In 1718, Abraham de Moivre published The Doctrine of Chances, a textbook for English gentlemen who wanted to win at gambling. The book introduced — among many other innovations — the systematic computation of what de Moivre called the expectation of a wager: the long-run average a player can expect to win or lose per game if the experiment is repeated indefinitely. The arithmetic was not new, but treating the expectation as the central numerical summary of a random variable was. Three centuries later, every decision-theoretic calculation in economics, statistics, machine learning, and operations research is, at root, an expectation — and the discipline of correctly computing one is most of what it means to think probabilistically.

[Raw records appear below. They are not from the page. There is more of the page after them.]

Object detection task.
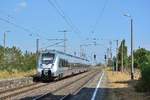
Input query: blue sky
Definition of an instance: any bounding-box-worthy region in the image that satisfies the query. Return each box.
[0,0,150,61]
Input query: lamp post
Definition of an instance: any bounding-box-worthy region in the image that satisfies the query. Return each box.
[124,14,134,80]
[3,30,10,59]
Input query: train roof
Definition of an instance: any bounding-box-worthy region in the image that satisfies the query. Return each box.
[40,50,89,61]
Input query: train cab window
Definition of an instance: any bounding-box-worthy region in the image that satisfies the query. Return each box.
[59,59,69,67]
[42,53,55,64]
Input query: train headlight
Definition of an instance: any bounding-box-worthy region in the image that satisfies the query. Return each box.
[51,64,54,68]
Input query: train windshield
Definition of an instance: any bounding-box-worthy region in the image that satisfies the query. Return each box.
[42,53,55,65]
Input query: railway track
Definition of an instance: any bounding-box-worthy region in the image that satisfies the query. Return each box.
[33,71,99,100]
[0,83,48,100]
[0,72,89,100]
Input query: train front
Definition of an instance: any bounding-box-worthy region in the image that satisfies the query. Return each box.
[37,52,55,80]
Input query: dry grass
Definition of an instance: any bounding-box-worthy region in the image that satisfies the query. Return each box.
[106,70,150,100]
[0,70,36,79]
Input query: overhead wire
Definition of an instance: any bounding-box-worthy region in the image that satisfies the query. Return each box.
[92,0,108,32]
[48,0,81,36]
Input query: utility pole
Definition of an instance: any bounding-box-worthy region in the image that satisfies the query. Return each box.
[36,39,39,54]
[107,48,109,66]
[3,32,6,52]
[109,41,112,60]
[121,41,124,72]
[3,31,10,60]
[59,30,68,53]
[124,14,134,80]
[109,41,113,66]
[116,40,118,71]
[36,39,39,66]
[131,18,134,80]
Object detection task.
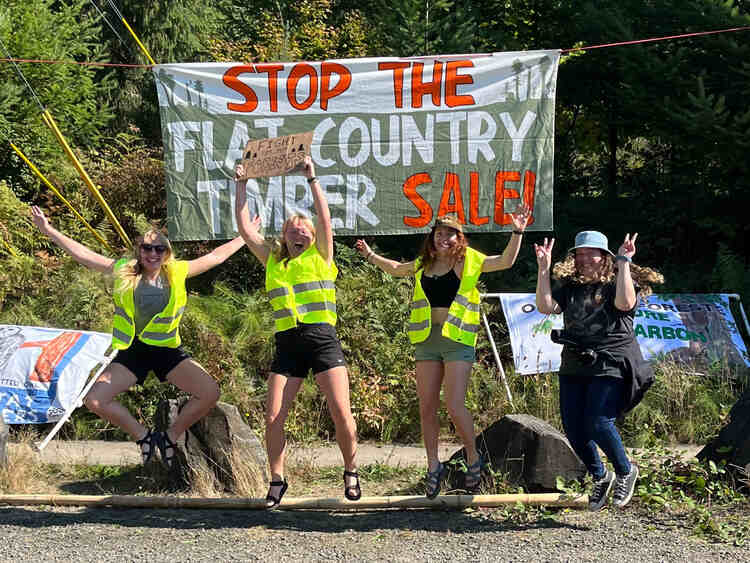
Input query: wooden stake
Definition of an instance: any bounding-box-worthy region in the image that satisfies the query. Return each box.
[0,493,588,510]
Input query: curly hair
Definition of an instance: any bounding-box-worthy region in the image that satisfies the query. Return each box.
[552,253,664,299]
[417,225,469,270]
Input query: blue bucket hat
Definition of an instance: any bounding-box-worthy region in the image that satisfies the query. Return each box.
[568,231,615,256]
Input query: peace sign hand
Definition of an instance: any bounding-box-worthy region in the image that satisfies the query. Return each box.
[617,233,638,259]
[510,202,531,232]
[534,237,555,270]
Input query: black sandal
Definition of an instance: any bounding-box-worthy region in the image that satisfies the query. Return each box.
[157,432,177,469]
[135,429,158,465]
[424,462,447,500]
[266,479,289,508]
[344,470,362,500]
[464,456,484,494]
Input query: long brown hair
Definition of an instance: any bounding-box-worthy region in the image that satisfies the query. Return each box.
[417,225,469,270]
[552,251,664,298]
[117,229,175,290]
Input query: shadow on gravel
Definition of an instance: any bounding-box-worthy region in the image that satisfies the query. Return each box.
[0,507,589,534]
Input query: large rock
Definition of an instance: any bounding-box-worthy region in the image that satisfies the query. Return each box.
[696,387,750,474]
[156,400,269,496]
[449,414,586,492]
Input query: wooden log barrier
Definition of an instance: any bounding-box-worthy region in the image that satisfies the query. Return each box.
[0,493,588,511]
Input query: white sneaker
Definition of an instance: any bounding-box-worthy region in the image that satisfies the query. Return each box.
[589,470,615,512]
[612,463,638,508]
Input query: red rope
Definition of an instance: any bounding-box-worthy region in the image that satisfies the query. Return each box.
[0,59,153,68]
[0,26,750,68]
[560,26,750,53]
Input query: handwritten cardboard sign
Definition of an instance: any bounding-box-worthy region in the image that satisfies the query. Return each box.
[242,131,313,180]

For a discrete random variable X taking values xᵢ with probabilities pᵢ, the expectation is E[X] = Σ xᵢ · pᵢ — the probability-weighted average of the possible outcomes. For a continuous variable with density ƒ(x), the sum becomes an integral: E[X] = ∫ x · ƒ(x) dx. The number is sometimes called the mean of the distribution. Two properties make expectation more powerful than its definition suggests. First, linearity: E[aX + bY] = a·E[X] + b·E[Y], which holds whether or not X and Y are independent. This is genuinely surprising — the mean of a sum is the sum of the means even when the variables are tangled together — and it is the workhorse of practical probability calculations. Second, expectation extends naturally to functions of random variables: E[g(X)] = Σ g(xᵢ) · pᵢ, which lets you compute moments (E[X²], E[X³]), variance (E[(X − μ)²]), and any other distributional summary. The law of large numbers (Jacob Bernoulli, 1713; rigorized by Khinchin and Kolmogorov in the twentieth century) is the rigorous statement that, as the number of independent samples grows, the sample average converges to the expectation — the formal justification for the gambling-house edge, the casino's mathematical guarantee, and the entire frequentist interpretation of probability. Conditional expectation — E[X | Y] — is a refinement that is itself a random variable (a function of Y), and it underlies most of modern stochastic analysis: martingales, filtrations, and the theory of optimal prediction.

Why nowExpected utility is the foundational object of economic decision theory. Expected loss is what every machine-learning training loop minimizes. Risk-neutral expectation is what financial derivative prices are computed as. Insurance premiums are expectations plus a margin. Reinforcement learning picks actions to maximize expected long-run reward. Markov chains are characterized by transition expectations. The little de Moivre formula is now baked into nearly every quantitative practice that involves uncertainty — and the gap between intuition about averages and correctly computed expectations is one of the most reliable sources of avoidable error in expert judgment.

Further readingFeller (vol. I) and Ross both develop expectation rigorously alongside the distribution families. For the philosophical depth — what an expected value is and when the long run is meaningful — Ian Hacking's The Emergence of Probability (1975) and An Introduction to Probability and Inductive Logic (2001) are essential. Persi Diaconis and Brian Skyrms's Ten Great Ideas about Chance (2018) is a warmer companion. For the financial misuse of expectation under fat tails, Taleb's Fooled by Randomness (2001) remains the popular classic.